While Winfrey’s appearance will win headlines for Abrams, it is not clear whether her celebrity status will be enough to propel Abrams to victory, with recent polls indicating that Abrams and Kemp are neck and neck in the contest.
However, Libertarian Ted Metz, the third name on the ballot, could take just enough votes to mean there is no outright winner, triggering a December run-off.
With Winfrey’s visit, Abrams may be attempting to mobilize suburban voters and African American women, two groups she is counting on at the polls.
“Vote your values,” Winfrey said, addressing the women in the audience. “Vote your conscience … the vitriol and the ads, they are designed to confuse and confound you with fear … When you know the right thing, and you can feel it … you can’t be influenced by propaganda and fear.”
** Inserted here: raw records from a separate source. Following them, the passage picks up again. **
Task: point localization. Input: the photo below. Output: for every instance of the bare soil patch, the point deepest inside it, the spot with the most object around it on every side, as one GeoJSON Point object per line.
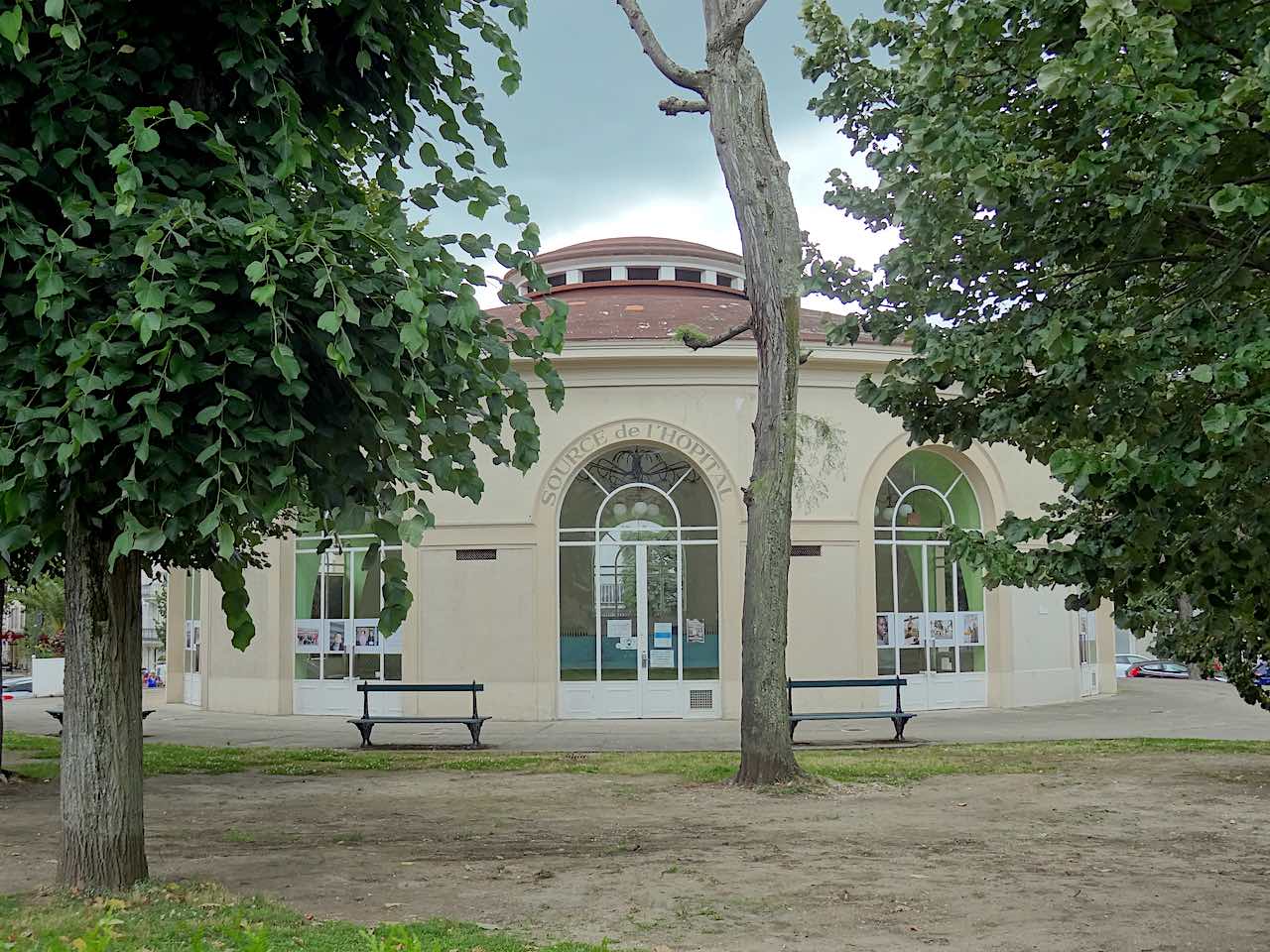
{"type": "Point", "coordinates": [1148, 852]}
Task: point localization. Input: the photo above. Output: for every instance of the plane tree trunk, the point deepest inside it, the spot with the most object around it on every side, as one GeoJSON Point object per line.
{"type": "Point", "coordinates": [733, 94]}
{"type": "Point", "coordinates": [103, 844]}
{"type": "Point", "coordinates": [4, 774]}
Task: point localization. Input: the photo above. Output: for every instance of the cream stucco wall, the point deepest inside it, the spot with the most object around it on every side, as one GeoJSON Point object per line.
{"type": "Point", "coordinates": [495, 621]}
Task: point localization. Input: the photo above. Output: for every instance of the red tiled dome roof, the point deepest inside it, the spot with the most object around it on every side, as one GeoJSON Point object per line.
{"type": "Point", "coordinates": [636, 246]}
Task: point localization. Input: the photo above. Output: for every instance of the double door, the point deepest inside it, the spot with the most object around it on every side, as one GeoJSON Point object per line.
{"type": "Point", "coordinates": [639, 593]}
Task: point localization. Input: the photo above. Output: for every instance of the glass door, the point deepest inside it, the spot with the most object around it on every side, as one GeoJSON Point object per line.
{"type": "Point", "coordinates": [1087, 645]}
{"type": "Point", "coordinates": [659, 631]}
{"type": "Point", "coordinates": [617, 607]}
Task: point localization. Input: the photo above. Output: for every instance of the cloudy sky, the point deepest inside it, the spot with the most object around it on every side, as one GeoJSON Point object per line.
{"type": "Point", "coordinates": [593, 157]}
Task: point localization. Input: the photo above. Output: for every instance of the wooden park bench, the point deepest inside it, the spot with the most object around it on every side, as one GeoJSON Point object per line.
{"type": "Point", "coordinates": [366, 722]}
{"type": "Point", "coordinates": [897, 717]}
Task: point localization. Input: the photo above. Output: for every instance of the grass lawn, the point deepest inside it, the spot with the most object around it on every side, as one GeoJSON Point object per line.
{"type": "Point", "coordinates": [35, 756]}
{"type": "Point", "coordinates": [207, 919]}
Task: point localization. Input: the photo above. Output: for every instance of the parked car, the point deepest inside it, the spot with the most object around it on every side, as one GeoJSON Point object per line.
{"type": "Point", "coordinates": [1159, 669]}
{"type": "Point", "coordinates": [1123, 662]}
{"type": "Point", "coordinates": [16, 687]}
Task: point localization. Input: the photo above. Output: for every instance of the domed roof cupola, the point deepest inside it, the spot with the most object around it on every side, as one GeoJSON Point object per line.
{"type": "Point", "coordinates": [644, 261]}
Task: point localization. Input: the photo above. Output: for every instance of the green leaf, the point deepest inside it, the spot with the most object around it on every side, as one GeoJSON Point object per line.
{"type": "Point", "coordinates": [223, 540]}
{"type": "Point", "coordinates": [1053, 77]}
{"type": "Point", "coordinates": [181, 116]}
{"type": "Point", "coordinates": [412, 339]}
{"type": "Point", "coordinates": [10, 24]}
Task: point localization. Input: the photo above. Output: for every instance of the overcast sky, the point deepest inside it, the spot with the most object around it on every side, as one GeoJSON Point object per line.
{"type": "Point", "coordinates": [593, 157]}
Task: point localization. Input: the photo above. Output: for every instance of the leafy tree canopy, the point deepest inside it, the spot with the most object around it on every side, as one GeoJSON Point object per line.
{"type": "Point", "coordinates": [216, 308]}
{"type": "Point", "coordinates": [1082, 188]}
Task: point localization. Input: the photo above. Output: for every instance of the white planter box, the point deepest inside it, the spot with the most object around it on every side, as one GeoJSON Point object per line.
{"type": "Point", "coordinates": [46, 675]}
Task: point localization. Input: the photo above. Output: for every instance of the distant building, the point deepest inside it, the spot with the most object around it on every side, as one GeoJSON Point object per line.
{"type": "Point", "coordinates": [154, 636]}
{"type": "Point", "coordinates": [608, 581]}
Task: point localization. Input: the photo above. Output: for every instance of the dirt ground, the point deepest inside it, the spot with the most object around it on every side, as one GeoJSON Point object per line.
{"type": "Point", "coordinates": [1151, 852]}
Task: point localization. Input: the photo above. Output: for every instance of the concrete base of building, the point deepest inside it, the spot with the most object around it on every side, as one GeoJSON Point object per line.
{"type": "Point", "coordinates": [1142, 708]}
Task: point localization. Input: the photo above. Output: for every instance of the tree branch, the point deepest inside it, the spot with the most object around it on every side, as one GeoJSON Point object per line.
{"type": "Point", "coordinates": [674, 105]}
{"type": "Point", "coordinates": [680, 76]}
{"type": "Point", "coordinates": [698, 341]}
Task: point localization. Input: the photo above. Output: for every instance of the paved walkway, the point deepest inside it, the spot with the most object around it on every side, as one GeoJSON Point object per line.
{"type": "Point", "coordinates": [1143, 708]}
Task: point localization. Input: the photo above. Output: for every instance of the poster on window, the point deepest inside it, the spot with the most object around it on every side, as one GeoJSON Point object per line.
{"type": "Point", "coordinates": [695, 631]}
{"type": "Point", "coordinates": [366, 636]}
{"type": "Point", "coordinates": [336, 636]}
{"type": "Point", "coordinates": [308, 638]}
{"type": "Point", "coordinates": [661, 657]}
{"type": "Point", "coordinates": [970, 627]}
{"type": "Point", "coordinates": [942, 629]}
{"type": "Point", "coordinates": [885, 630]}
{"type": "Point", "coordinates": [911, 626]}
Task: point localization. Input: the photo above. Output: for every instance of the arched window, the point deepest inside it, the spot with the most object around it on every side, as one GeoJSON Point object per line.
{"type": "Point", "coordinates": [639, 570]}
{"type": "Point", "coordinates": [930, 607]}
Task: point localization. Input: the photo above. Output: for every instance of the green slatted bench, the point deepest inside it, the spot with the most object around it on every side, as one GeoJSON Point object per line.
{"type": "Point", "coordinates": [898, 717]}
{"type": "Point", "coordinates": [366, 722]}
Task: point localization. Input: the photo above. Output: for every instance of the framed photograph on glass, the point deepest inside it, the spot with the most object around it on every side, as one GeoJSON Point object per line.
{"type": "Point", "coordinates": [911, 629]}
{"type": "Point", "coordinates": [308, 636]}
{"type": "Point", "coordinates": [336, 636]}
{"type": "Point", "coordinates": [969, 627]}
{"type": "Point", "coordinates": [942, 629]}
{"type": "Point", "coordinates": [885, 630]}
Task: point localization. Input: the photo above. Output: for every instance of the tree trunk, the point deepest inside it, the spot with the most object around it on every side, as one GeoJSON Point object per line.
{"type": "Point", "coordinates": [103, 846]}
{"type": "Point", "coordinates": [757, 180]}
{"type": "Point", "coordinates": [4, 592]}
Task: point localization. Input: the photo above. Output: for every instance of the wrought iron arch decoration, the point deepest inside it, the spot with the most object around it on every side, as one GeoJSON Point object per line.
{"type": "Point", "coordinates": [647, 465]}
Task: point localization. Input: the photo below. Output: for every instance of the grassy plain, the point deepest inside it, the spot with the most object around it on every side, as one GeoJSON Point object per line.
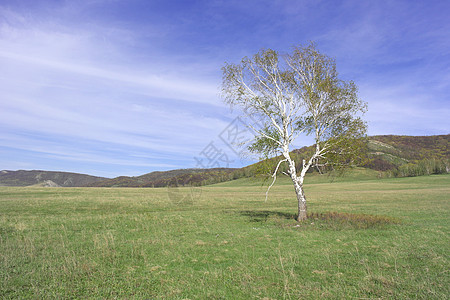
{"type": "Point", "coordinates": [226, 242]}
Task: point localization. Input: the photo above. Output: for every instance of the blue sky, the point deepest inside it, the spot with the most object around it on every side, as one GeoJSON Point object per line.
{"type": "Point", "coordinates": [111, 88]}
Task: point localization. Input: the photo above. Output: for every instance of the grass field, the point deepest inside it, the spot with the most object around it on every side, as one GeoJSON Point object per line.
{"type": "Point", "coordinates": [227, 242]}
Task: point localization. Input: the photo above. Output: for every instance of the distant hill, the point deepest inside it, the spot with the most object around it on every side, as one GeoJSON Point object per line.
{"type": "Point", "coordinates": [386, 152]}
{"type": "Point", "coordinates": [45, 178]}
{"type": "Point", "coordinates": [178, 177]}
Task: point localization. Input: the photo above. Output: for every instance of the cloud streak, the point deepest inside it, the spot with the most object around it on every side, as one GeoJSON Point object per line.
{"type": "Point", "coordinates": [127, 88]}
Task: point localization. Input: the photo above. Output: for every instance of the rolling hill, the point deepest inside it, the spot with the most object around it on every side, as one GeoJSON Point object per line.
{"type": "Point", "coordinates": [45, 178]}
{"type": "Point", "coordinates": [392, 154]}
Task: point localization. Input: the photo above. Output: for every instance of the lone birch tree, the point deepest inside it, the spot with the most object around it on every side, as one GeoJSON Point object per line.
{"type": "Point", "coordinates": [292, 95]}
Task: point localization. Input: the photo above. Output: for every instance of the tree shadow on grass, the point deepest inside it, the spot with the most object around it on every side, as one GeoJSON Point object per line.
{"type": "Point", "coordinates": [263, 215]}
{"type": "Point", "coordinates": [325, 220]}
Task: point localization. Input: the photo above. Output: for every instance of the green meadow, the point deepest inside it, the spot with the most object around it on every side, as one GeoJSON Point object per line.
{"type": "Point", "coordinates": [367, 238]}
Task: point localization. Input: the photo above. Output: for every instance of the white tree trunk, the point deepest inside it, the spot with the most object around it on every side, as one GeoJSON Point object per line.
{"type": "Point", "coordinates": [298, 186]}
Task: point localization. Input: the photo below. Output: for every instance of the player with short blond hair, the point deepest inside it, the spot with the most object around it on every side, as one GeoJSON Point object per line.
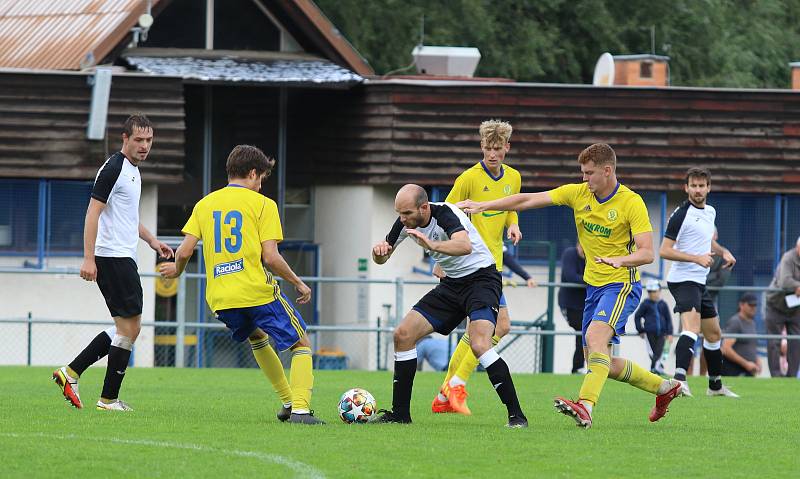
{"type": "Point", "coordinates": [615, 233]}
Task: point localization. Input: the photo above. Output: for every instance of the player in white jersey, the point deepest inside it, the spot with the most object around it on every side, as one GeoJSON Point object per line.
{"type": "Point", "coordinates": [689, 242]}
{"type": "Point", "coordinates": [111, 235]}
{"type": "Point", "coordinates": [471, 287]}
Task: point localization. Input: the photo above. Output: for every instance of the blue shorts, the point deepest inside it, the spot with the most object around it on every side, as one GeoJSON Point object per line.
{"type": "Point", "coordinates": [611, 304]}
{"type": "Point", "coordinates": [278, 319]}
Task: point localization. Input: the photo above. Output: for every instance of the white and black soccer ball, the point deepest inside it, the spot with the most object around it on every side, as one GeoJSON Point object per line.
{"type": "Point", "coordinates": [357, 406]}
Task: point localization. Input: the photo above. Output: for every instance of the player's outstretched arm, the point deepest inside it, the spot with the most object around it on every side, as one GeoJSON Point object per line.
{"type": "Point", "coordinates": [173, 269]}
{"type": "Point", "coordinates": [89, 268]}
{"type": "Point", "coordinates": [668, 251]}
{"type": "Point", "coordinates": [275, 262]}
{"type": "Point", "coordinates": [643, 254]}
{"type": "Point", "coordinates": [518, 202]}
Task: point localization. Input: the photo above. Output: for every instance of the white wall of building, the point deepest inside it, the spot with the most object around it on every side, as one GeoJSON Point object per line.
{"type": "Point", "coordinates": [68, 297]}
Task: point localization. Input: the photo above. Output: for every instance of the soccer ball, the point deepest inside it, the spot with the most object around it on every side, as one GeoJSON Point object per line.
{"type": "Point", "coordinates": [357, 405]}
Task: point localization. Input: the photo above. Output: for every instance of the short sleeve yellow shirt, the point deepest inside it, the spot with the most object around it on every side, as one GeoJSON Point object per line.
{"type": "Point", "coordinates": [605, 228]}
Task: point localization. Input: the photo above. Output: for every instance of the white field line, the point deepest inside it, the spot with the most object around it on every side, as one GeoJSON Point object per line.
{"type": "Point", "coordinates": [300, 469]}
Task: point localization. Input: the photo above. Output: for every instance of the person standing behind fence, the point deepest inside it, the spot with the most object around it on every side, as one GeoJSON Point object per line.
{"type": "Point", "coordinates": [110, 237]}
{"type": "Point", "coordinates": [470, 287]}
{"type": "Point", "coordinates": [653, 320]}
{"type": "Point", "coordinates": [614, 229]}
{"type": "Point", "coordinates": [241, 229]}
{"type": "Point", "coordinates": [740, 356]}
{"type": "Point", "coordinates": [780, 315]}
{"type": "Point", "coordinates": [689, 243]}
{"type": "Point", "coordinates": [571, 300]}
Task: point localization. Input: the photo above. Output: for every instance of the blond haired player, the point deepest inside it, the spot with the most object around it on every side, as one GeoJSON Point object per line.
{"type": "Point", "coordinates": [615, 233]}
{"type": "Point", "coordinates": [487, 180]}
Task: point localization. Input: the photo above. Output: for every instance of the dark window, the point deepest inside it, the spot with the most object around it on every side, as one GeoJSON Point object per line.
{"type": "Point", "coordinates": [182, 24]}
{"type": "Point", "coordinates": [241, 25]}
{"type": "Point", "coordinates": [40, 216]}
{"type": "Point", "coordinates": [646, 70]}
{"type": "Point", "coordinates": [66, 212]}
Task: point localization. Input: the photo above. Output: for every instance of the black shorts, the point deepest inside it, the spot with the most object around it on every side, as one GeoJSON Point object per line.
{"type": "Point", "coordinates": [118, 279]}
{"type": "Point", "coordinates": [690, 295]}
{"type": "Point", "coordinates": [453, 299]}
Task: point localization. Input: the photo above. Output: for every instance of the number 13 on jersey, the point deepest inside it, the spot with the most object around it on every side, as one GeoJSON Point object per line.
{"type": "Point", "coordinates": [232, 219]}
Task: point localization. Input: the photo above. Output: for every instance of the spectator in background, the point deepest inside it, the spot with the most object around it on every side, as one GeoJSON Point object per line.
{"type": "Point", "coordinates": [571, 300]}
{"type": "Point", "coordinates": [740, 356]}
{"type": "Point", "coordinates": [653, 320]}
{"type": "Point", "coordinates": [436, 350]}
{"type": "Point", "coordinates": [717, 274]}
{"type": "Point", "coordinates": [780, 314]}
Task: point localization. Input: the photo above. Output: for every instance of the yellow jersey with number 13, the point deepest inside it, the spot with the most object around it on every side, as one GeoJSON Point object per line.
{"type": "Point", "coordinates": [606, 228]}
{"type": "Point", "coordinates": [233, 222]}
{"type": "Point", "coordinates": [478, 184]}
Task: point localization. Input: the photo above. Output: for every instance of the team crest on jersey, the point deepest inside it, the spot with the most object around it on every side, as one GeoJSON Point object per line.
{"type": "Point", "coordinates": [229, 268]}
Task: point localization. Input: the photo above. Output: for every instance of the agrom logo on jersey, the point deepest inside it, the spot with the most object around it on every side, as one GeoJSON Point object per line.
{"type": "Point", "coordinates": [229, 267]}
{"type": "Point", "coordinates": [596, 230]}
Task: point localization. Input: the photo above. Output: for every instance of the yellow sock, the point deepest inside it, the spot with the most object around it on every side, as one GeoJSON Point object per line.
{"type": "Point", "coordinates": [273, 369]}
{"type": "Point", "coordinates": [462, 349]}
{"type": "Point", "coordinates": [593, 382]}
{"type": "Point", "coordinates": [469, 362]}
{"type": "Point", "coordinates": [301, 377]}
{"type": "Point", "coordinates": [639, 377]}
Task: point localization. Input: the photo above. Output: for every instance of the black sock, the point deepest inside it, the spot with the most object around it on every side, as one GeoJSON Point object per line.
{"type": "Point", "coordinates": [115, 372]}
{"type": "Point", "coordinates": [684, 351]}
{"type": "Point", "coordinates": [714, 361]}
{"type": "Point", "coordinates": [96, 350]}
{"type": "Point", "coordinates": [500, 377]}
{"type": "Point", "coordinates": [404, 372]}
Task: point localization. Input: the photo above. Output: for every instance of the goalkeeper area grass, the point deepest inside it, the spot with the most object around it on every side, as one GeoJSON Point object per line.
{"type": "Point", "coordinates": [221, 423]}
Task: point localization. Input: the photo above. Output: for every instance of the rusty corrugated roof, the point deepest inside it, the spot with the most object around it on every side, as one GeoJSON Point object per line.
{"type": "Point", "coordinates": [59, 34]}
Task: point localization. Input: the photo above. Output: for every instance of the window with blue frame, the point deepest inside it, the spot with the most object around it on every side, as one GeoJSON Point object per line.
{"type": "Point", "coordinates": [42, 217]}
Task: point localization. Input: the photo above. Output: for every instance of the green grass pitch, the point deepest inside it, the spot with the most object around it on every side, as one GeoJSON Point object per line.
{"type": "Point", "coordinates": [221, 423]}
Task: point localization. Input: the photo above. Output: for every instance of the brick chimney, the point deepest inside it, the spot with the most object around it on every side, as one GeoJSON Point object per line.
{"type": "Point", "coordinates": [795, 75]}
{"type": "Point", "coordinates": [641, 70]}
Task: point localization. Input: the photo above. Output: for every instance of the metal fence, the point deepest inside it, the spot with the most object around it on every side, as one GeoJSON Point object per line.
{"type": "Point", "coordinates": [31, 340]}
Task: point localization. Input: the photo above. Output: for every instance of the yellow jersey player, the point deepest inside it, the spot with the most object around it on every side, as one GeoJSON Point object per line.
{"type": "Point", "coordinates": [615, 233]}
{"type": "Point", "coordinates": [240, 229]}
{"type": "Point", "coordinates": [487, 180]}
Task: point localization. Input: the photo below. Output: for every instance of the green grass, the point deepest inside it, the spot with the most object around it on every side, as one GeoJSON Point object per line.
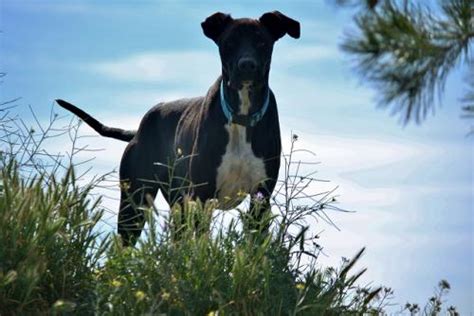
{"type": "Point", "coordinates": [55, 259]}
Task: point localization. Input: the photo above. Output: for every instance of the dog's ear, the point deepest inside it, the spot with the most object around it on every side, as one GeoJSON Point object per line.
{"type": "Point", "coordinates": [215, 24]}
{"type": "Point", "coordinates": [279, 24]}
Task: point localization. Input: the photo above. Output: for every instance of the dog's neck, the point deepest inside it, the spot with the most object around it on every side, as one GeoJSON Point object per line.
{"type": "Point", "coordinates": [248, 99]}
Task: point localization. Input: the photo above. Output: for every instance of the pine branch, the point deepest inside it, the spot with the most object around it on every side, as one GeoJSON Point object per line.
{"type": "Point", "coordinates": [407, 52]}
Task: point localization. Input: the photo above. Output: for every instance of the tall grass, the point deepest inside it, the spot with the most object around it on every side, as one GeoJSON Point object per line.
{"type": "Point", "coordinates": [55, 260]}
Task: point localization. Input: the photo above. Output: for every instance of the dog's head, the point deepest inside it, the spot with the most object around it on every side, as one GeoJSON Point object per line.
{"type": "Point", "coordinates": [246, 45]}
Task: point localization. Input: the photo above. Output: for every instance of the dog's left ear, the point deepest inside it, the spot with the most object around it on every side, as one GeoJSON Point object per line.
{"type": "Point", "coordinates": [215, 24]}
{"type": "Point", "coordinates": [279, 24]}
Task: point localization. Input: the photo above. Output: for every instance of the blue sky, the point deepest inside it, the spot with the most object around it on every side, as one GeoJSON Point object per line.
{"type": "Point", "coordinates": [411, 187]}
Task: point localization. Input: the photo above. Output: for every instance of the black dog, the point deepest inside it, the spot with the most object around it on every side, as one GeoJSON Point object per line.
{"type": "Point", "coordinates": [223, 145]}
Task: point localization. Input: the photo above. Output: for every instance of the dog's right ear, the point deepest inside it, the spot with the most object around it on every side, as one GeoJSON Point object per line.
{"type": "Point", "coordinates": [215, 24]}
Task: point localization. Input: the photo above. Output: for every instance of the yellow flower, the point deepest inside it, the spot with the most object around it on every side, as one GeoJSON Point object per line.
{"type": "Point", "coordinates": [140, 295]}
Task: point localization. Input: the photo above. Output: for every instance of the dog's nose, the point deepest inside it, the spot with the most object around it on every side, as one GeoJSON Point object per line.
{"type": "Point", "coordinates": [247, 64]}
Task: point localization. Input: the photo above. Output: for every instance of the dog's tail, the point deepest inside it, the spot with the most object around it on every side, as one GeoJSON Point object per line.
{"type": "Point", "coordinates": [117, 133]}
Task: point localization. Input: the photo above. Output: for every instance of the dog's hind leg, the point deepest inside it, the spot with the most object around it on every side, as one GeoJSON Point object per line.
{"type": "Point", "coordinates": [133, 198]}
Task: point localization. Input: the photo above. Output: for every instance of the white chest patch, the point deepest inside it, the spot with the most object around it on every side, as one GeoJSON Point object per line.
{"type": "Point", "coordinates": [241, 171]}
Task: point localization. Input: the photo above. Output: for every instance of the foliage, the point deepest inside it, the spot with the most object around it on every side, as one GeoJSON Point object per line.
{"type": "Point", "coordinates": [407, 50]}
{"type": "Point", "coordinates": [54, 260]}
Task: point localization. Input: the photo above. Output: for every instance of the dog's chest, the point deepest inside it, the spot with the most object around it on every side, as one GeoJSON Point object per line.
{"type": "Point", "coordinates": [240, 171]}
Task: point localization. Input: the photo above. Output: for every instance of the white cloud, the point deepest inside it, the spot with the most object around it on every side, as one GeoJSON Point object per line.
{"type": "Point", "coordinates": [195, 66]}
{"type": "Point", "coordinates": [170, 66]}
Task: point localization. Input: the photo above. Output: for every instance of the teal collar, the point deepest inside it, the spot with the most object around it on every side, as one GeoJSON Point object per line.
{"type": "Point", "coordinates": [244, 120]}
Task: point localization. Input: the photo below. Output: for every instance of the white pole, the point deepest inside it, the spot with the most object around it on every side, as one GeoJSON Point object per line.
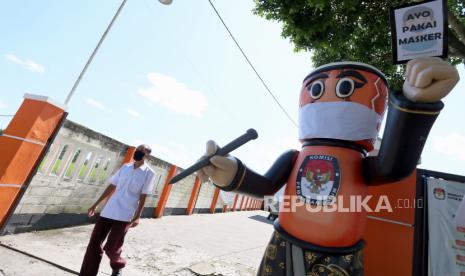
{"type": "Point", "coordinates": [78, 80]}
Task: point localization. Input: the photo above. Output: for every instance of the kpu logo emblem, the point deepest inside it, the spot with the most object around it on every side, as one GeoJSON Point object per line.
{"type": "Point", "coordinates": [317, 180]}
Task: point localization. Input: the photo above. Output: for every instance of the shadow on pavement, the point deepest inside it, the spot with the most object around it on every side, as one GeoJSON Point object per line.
{"type": "Point", "coordinates": [261, 219]}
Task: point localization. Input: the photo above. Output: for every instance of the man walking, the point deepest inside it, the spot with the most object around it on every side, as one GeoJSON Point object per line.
{"type": "Point", "coordinates": [128, 189]}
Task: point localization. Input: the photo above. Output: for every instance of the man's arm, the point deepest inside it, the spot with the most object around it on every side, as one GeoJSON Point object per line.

Winfrey’s involvement could also serve as counterweight to Vice-President Mike Pence’s three campaign stops for Kemp this week, the Journal-Constitution also points out.
More high-profile visits are planned, with former President Barack Obama coming to Atlanta on Friday for Abrams, and President Donald Trump campaigning on Sunday for Kemp.
Kemp, whose support stems from rural areas and “outer suburbs”, has used Abrams’s star appeal to drum up opposition in his base.